GLOBSEC 18 by Issues: Sustainability and Energy Transition
In keeping with previous years, the content discussed and delivered at GLOBSEC Bratislava Forum 2018 was based around key thematic clusters. What follows are summaries of talking points, important comments, photographs and social media commentaries related to panels covering: future sustainable mobility; the current and future state of the global economy; energy transition; the digital energy revolution; the power and influence of modern companies; new technologies and the labour market; climate change; and disruptive tech.
Future Sustainable Mobility – Balancing Electric Vision with Incremental Reality
Cars spend only 5% of their time on the road, a statistic which begs several questions. Do we really need cars? Should we change the way we use transport? And what investments should be made to achieve cleaner CO2-free air?
These were among the issues discussed at the GLOBSEC Sustainability Platform: Future Sustainable Mobility – Balancing Electric Vision with Incremental Reality, a closed-door session led by Professor Alan Riley. Participants included State Secretary of the Ministry of Environment of Slovakia Norbert Kurilla and Michael Warner of Change and Drive, a startup that develops electric vehicle (EV) charging stations in the Nordic countries.

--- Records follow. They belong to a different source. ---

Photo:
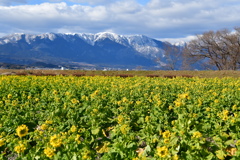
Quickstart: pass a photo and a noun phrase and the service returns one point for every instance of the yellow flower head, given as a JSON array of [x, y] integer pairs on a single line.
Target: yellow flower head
[[49, 152], [103, 148], [20, 148], [56, 141], [175, 157], [120, 119], [9, 96], [73, 129], [44, 127], [166, 134], [197, 134], [1, 142], [124, 128], [22, 130], [162, 151], [166, 141], [78, 139]]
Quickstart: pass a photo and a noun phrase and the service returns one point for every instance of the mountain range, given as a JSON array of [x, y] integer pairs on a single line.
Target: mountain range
[[85, 50]]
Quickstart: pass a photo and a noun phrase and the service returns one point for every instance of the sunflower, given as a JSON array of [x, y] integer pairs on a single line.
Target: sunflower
[[20, 148], [22, 130], [49, 152], [162, 151], [56, 141]]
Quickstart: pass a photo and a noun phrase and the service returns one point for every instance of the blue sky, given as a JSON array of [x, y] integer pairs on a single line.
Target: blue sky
[[171, 20]]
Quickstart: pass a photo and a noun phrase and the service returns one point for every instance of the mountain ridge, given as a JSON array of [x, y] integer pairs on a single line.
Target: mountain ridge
[[104, 48]]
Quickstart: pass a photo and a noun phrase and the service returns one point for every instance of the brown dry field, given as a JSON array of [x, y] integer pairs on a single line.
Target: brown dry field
[[158, 73]]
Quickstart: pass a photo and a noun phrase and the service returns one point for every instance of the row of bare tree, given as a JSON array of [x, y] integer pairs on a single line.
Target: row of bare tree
[[212, 49]]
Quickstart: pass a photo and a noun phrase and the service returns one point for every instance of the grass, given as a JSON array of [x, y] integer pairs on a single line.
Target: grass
[[158, 73]]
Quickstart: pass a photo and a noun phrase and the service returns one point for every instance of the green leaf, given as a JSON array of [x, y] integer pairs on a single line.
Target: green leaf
[[95, 131]]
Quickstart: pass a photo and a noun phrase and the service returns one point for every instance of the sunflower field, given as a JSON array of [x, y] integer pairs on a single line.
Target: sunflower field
[[133, 118]]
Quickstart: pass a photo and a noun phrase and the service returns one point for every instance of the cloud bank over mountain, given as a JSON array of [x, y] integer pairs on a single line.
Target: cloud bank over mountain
[[174, 19]]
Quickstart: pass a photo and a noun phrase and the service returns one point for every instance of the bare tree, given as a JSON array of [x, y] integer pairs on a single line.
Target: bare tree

Participants agreed that it is time for fresh thinking regarding Europe’s energy needs. A fully equipped infrastructure for alternative cars (such as a charging stations network) and increased use of alternative fuels (e.g. biofuels) for specific means of transport were among the innovations discussed. Concerns were nevertheless raised over the lack of infrastructure for alternative vehicles as well as the technical challenges associated with biofuel production.
Additional key talking points included:
- The need to factor energy into city design and architecture, urban transportation, eco-promotion and more
- Why it is important to analyse the future energy mix on a country-by-country basis
- The need for vision-oriented regulatory frameworks concerning technological advances and innovations in the transport sector Why technological advances in the transportation sector
- The case for stable and long-term investment in the EU’s energy requirements
- The European Commission’s inability to advance and introduce clean mobility packages and other regulations that support engineering technologies in the energy sector
Global Economy: How Fair & Free Can Trade Be?
This panel began by emphasising that the main reason behind the current surge in populism is migration. Guests were also warned that Europe’s shrinking population and conflict hot spots will only increase support for populist politicians and their rhetoric over the coming years. Free and equitable trade, as well as fresh thinking on aid and education were among the solutions proposed for alleviating migration pressures.
Rising inequality has also ushered the return of isolationist tendencies around the world. Put simply, the current concentration of wealth is politically unsustainable and one of the main causes of inequality is free trade. Populists promise a return to a bygone era with a set of ‘’me first’’ policies.
Participants were adamant that neither isolationism nor populism will undo the current economic structure and will only weaken states that adopt such policies. What’s needed is greater redistribution of resources and more equitable terms and conditions for trade. In response, members of the audience suggested that inequality is mostly the result of a changing economic structure and as such is possibly unavoidable.
Panelists also spent a lot of time discussing the shortcomings of the European Union (EU), specifically its lack of coherence and lengthy decision-making processes. To this end, if the EU wants to become a bona fide geopolitical power it needs to adjust its political organisation and become more unified in the process. It remains to be seen whether all member states buy into this vision. want that.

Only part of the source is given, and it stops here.